It seemed strange and almost funny for her to be saying what she started to say now and yet, once the cards started falling in her head she had to go on with it and have it over with.
“No! Not yet. There’s something I want to tell you now that I should have told you before, I suppose, only you made it... difficult to...”
“I suppose you’re wondering about my plans to go to California?” Incongruously enough, he was still holding her against himself—so close that she could even hear the beating of his heart before he said quietly, “I’m sorry I didn’t say anything before you had to hear it from someone else, Alexa.”
“It’s true, though? Isn’t it?”
“Yes, it’s true. I should have had my fun and tasted what I wanted to taste of London as Lord Embry, heir to the Marquess of Newbury. Good God!” His laughter sounded harshly in her ears as he said: “I knew from the start of the adventure that I didn’t fit in—and that there were limits to what I could stomach; and whatever happened is my own damned fault for procrastinating and putting off the inevitable. Christ, I’d smother if I stayed here any longer, moving in circles like a rider on an eternal carousel until I get so dazed and so dizzied that I forget how to get off the damned thing! I meant to tell you when I came back today, Alexa, although I can’t blame you for thinking—whatever the hell it is you’re thinking. But whether you believe it or not, I was going to tell you. And—dammit...”
“Don’t! I... Please, I only wish you would not find it necessary to—to tell me any more lies or...or make me any more apologies, or...just don’t, do you hear me?” Still held in his arms, Alexa turned her head upward to talk into the dark blur that was thankfully all she could see of his face; and she heard words again coming from somewhere removed from herself—pouring down on them both like the incessant dripping of the rain. “I tried to tell you before, I just said.
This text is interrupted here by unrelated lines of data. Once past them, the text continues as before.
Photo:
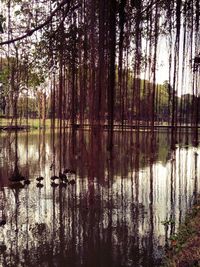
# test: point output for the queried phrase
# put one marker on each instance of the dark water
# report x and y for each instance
(113, 214)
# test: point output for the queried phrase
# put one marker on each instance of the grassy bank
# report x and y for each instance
(185, 245)
(32, 123)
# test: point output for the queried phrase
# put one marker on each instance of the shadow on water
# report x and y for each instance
(113, 213)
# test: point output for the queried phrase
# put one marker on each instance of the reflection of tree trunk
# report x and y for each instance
(111, 82)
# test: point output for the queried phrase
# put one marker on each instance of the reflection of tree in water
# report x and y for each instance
(109, 217)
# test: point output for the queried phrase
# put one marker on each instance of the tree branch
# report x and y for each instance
(30, 32)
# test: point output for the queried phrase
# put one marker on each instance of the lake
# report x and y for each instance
(121, 210)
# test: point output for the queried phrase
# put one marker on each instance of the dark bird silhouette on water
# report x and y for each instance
(72, 182)
(53, 184)
(54, 177)
(69, 171)
(16, 176)
(39, 179)
(2, 248)
(2, 222)
(51, 166)
(62, 184)
(27, 182)
(62, 177)
(39, 185)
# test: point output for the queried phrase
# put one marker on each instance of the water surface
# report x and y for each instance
(113, 214)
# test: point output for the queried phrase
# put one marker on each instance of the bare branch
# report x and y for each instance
(30, 32)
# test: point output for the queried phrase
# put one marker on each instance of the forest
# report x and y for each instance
(99, 133)
(96, 62)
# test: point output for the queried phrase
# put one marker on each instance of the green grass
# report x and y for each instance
(33, 123)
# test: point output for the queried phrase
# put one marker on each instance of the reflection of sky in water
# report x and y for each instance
(114, 211)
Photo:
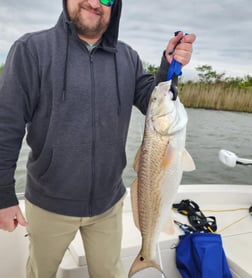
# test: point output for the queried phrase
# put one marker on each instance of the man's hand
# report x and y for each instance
(180, 48)
(10, 218)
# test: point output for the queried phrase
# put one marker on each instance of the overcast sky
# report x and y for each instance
(223, 29)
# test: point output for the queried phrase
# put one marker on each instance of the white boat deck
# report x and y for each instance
(237, 238)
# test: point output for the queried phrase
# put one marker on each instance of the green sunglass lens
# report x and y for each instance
(107, 2)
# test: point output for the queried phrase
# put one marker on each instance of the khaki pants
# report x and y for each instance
(50, 235)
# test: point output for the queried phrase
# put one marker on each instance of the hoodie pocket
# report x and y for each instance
(65, 172)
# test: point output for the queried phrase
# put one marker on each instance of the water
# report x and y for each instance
(208, 132)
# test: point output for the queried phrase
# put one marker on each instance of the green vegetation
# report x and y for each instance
(215, 91)
(212, 90)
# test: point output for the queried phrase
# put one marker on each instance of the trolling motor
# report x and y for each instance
(230, 159)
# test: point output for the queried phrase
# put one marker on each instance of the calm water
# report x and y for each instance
(208, 132)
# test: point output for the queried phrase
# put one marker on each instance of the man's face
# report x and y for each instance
(90, 17)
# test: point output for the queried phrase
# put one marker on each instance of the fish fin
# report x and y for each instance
(140, 264)
(169, 227)
(188, 163)
(168, 157)
(137, 160)
(134, 202)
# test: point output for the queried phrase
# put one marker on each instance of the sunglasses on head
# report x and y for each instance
(108, 3)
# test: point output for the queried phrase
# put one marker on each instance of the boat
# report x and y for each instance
(230, 204)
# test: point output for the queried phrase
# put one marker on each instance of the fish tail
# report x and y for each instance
(140, 264)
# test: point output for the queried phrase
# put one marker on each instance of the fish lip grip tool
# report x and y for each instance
(174, 71)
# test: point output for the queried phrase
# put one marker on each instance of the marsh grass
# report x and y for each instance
(216, 96)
I tried to tell you that I had already made up my mind—that I want to belong only to myself again, and to live only for myself and to do only as I please, and when! I am going to Spain in two weeks' time. I’m going with—Belle-Mere. She needs me now, you see, and she has persuaded me that I might need her. We shall use each other for a while, I suppose! But I want to take lovers if I choose to do so, and I feel I must tell you that I will, if I want to! Do you hear me, Nicholas? Do you hear me? I don’t give a damn...not a damn what you threaten me with or...or...even what you might do to me! I don’t care. You made me... You made me not..,” Racked by sobs, she had begun to pound furiously against him while she tried to force more words out and could not. Until she finally had no more strength left in her wrists, and instead of beating against him her fingers now clung to the wet fabric of his shirt and she lay there crouched with her face against his heart, sobbing helplessly.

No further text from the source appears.